THE COCHRAN-ARMITAGE TEST TO ESTIMATE THE SAMPLE SIZE FOR TREND OF PROPORTIONS FOR BIOLOGICAL DATA

The biological activity of a substance can be investigated through a series of experiments done with the increased or decreased dosage of it. One of the purposes of such studies is to determine the trend of responses based on dosage. In studies carried out for this purpose, appropriate sample size has an indisputable influence on the reliability of the decisions to be made at the end of the study. There are various statistical methods for determining the trend of proportions. One of them is the Cochran-Armitage test. In a categorical data analysis, the trend between two variables with k categories can be determined through the Cochran-Armitage test. This study aims to explore the sample size calculation method developed by Nam J. (1987) for the Cochran-Armitage test. The power of the test was investigated in different numbers of categories and in different sample sizes for each category when the least biologically significant differences changed as Type I error was taken as 0.05. To this end, the study examined the results obtained by making 10000 repetitions for each case through the Monte Carlo simulation method.

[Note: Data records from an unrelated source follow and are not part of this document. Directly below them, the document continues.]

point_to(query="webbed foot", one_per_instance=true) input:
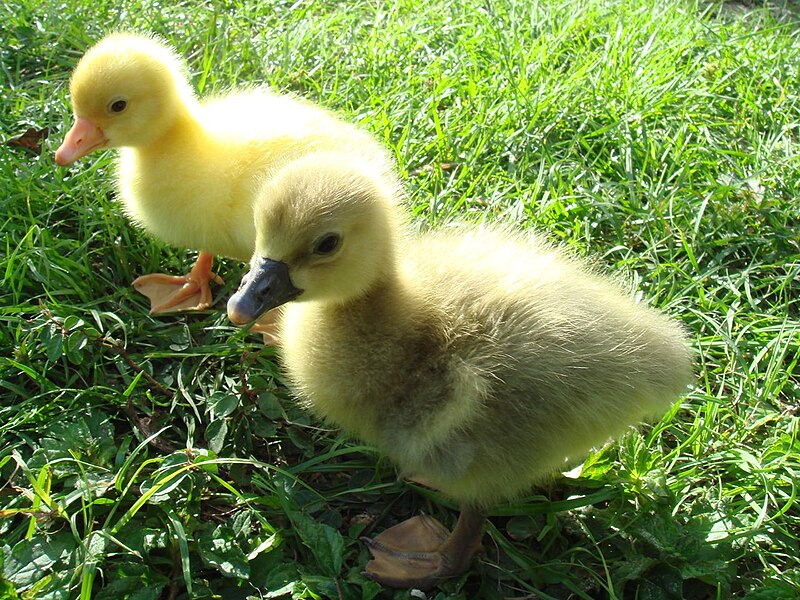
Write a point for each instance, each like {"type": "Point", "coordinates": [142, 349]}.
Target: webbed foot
{"type": "Point", "coordinates": [421, 553]}
{"type": "Point", "coordinates": [171, 293]}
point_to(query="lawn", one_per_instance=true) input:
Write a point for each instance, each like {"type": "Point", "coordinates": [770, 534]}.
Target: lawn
{"type": "Point", "coordinates": [164, 457]}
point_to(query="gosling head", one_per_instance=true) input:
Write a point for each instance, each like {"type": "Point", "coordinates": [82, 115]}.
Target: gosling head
{"type": "Point", "coordinates": [325, 229]}
{"type": "Point", "coordinates": [126, 91]}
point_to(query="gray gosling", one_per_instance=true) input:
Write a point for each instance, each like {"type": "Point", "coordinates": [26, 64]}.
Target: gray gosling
{"type": "Point", "coordinates": [477, 359]}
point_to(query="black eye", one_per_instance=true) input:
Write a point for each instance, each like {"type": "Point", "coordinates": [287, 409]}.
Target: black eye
{"type": "Point", "coordinates": [117, 106]}
{"type": "Point", "coordinates": [327, 244]}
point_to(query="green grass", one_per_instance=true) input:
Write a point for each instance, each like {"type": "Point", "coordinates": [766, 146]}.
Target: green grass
{"type": "Point", "coordinates": [164, 457]}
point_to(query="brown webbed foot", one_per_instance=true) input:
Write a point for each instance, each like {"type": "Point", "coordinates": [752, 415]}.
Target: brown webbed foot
{"type": "Point", "coordinates": [421, 553]}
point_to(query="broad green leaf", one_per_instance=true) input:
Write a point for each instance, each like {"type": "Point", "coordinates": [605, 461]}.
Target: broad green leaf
{"type": "Point", "coordinates": [220, 549]}
{"type": "Point", "coordinates": [31, 560]}
{"type": "Point", "coordinates": [215, 434]}
{"type": "Point", "coordinates": [222, 404]}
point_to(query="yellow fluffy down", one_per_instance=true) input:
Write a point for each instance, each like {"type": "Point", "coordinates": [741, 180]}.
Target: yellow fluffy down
{"type": "Point", "coordinates": [479, 360]}
{"type": "Point", "coordinates": [189, 168]}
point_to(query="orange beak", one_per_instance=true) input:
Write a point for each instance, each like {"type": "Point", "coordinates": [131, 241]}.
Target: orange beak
{"type": "Point", "coordinates": [82, 138]}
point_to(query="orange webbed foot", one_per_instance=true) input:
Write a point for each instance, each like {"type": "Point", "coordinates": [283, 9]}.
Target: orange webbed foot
{"type": "Point", "coordinates": [171, 293]}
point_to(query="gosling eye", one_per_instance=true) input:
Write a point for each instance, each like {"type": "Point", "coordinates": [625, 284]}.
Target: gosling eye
{"type": "Point", "coordinates": [327, 244]}
{"type": "Point", "coordinates": [117, 105]}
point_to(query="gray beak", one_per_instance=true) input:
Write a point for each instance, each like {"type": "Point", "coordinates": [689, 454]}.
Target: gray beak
{"type": "Point", "coordinates": [266, 286]}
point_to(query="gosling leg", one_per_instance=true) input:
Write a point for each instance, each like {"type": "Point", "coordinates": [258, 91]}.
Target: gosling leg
{"type": "Point", "coordinates": [170, 293]}
{"type": "Point", "coordinates": [421, 553]}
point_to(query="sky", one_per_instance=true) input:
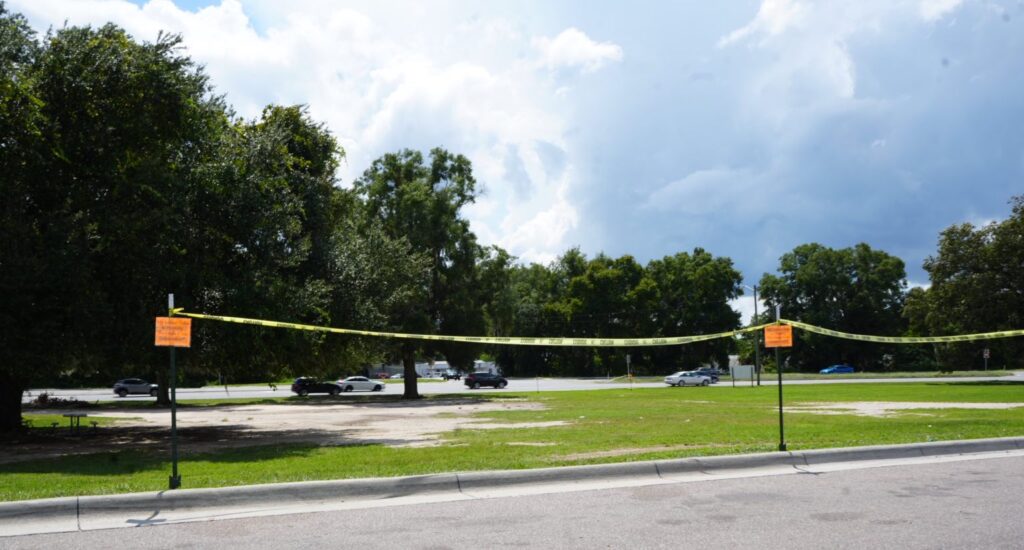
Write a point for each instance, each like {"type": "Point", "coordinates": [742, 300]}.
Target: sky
{"type": "Point", "coordinates": [646, 128]}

When the least biologically significant differences change at the end of simulation studies, the power of test highly varies in different combinations. When the number of categories is 2, determination of trend requires working with very large samples. When the number of categories is 3 or 4, the desired power can be obtained with smaller samples compared to the case where the number of categories is 2. When the number of categories is over 4, a substantial increase is needed in sample size to obtain the desired power. Change in marginal frequencies does not have much influence on sample size.